Of course, the map is interactive and the user can zoom in to a more exact approximation of the location. 


This is as close as a casual browser of a profile can get. Once a user has an address, however, the address can be easily searched on Google maps. If someone gets my address and is curious, they can see what my house looks like or, more accurately, what it looked like the day Google recorded it. 


Cintron notes: "In a sense, numerous locales are washed of their reality, and what is left is their abstractness held in relationship to each other." Postcrossing flips this idea in a couple of ways.
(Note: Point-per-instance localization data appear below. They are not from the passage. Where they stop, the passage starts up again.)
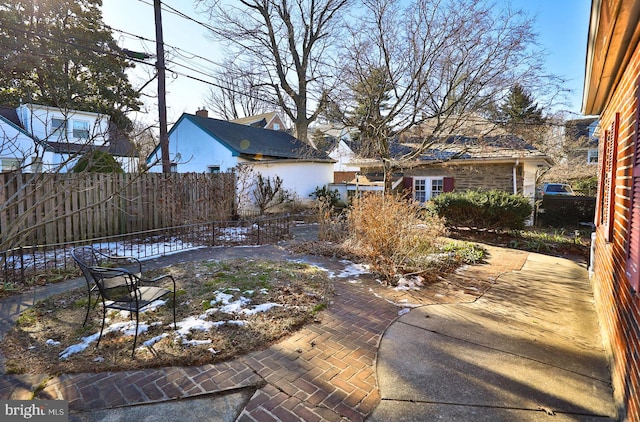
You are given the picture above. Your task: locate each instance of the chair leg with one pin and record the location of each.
(135, 338)
(86, 316)
(104, 315)
(175, 326)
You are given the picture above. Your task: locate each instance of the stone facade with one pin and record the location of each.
(474, 177)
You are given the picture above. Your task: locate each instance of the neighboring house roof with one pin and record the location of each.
(261, 120)
(10, 115)
(251, 142)
(488, 148)
(6, 120)
(72, 148)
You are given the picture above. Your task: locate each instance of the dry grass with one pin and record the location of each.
(300, 289)
(389, 234)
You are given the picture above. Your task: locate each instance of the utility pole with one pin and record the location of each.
(162, 102)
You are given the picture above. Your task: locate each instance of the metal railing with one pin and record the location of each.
(28, 265)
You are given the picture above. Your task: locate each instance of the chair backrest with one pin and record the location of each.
(86, 257)
(115, 284)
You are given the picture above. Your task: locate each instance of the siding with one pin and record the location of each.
(617, 303)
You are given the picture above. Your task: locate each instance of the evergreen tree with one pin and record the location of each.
(97, 161)
(59, 53)
(519, 108)
(371, 93)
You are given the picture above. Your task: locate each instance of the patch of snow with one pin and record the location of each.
(264, 307)
(154, 340)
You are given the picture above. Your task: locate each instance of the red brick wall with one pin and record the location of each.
(617, 304)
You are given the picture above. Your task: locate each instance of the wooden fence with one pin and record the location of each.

Because it is reliant upon both digital media and a tangible object, locales that would normally be abstract become more real. The act of sending or receiving the tangible object (the postcard) mitigates abstraction. The text of the map is superimposed on and melded with the text of the postcard. The text of the postcard can be broken down into several subtexts: the image, the handwritten message, the stamps, and any decoration the sender might use.


This card is for a Round Robin I participate in frequently. It's based on the alphabet, so the card must match the given letter in some way. The little rat drawing is there because this member collects rats drawn by fellow Postcrossers. If a map is a discourse of measurement, as Cintron contends, then a postcard traversing that distance closes the distance gap. If I can hold an object in my hand and read what the sender has to say about the image or what they did that day or, if they've bought the card while on vacation, what their trip was like, I no longer view the country of origin as an abstract. For example, Ukraine and Malaysia are in the news quite a lot recently. In the past, I may or may not have paid much attention to what was happening there depending on my level of interest in the place or events. Now, I "know" people who live in those countries. I wonder if the people I've met are affected. Although the postcard image is as flat and two-dimensional as a map, it is made much richer, much more tangible, with the inclusion of the personal touch of the sender. 

Works Cited

Cintron, Ralph. Angels' Town: Chero Ways, Gang Life, and the Rhetorics of the Everyday. Boston: Beacon, 1997. Print.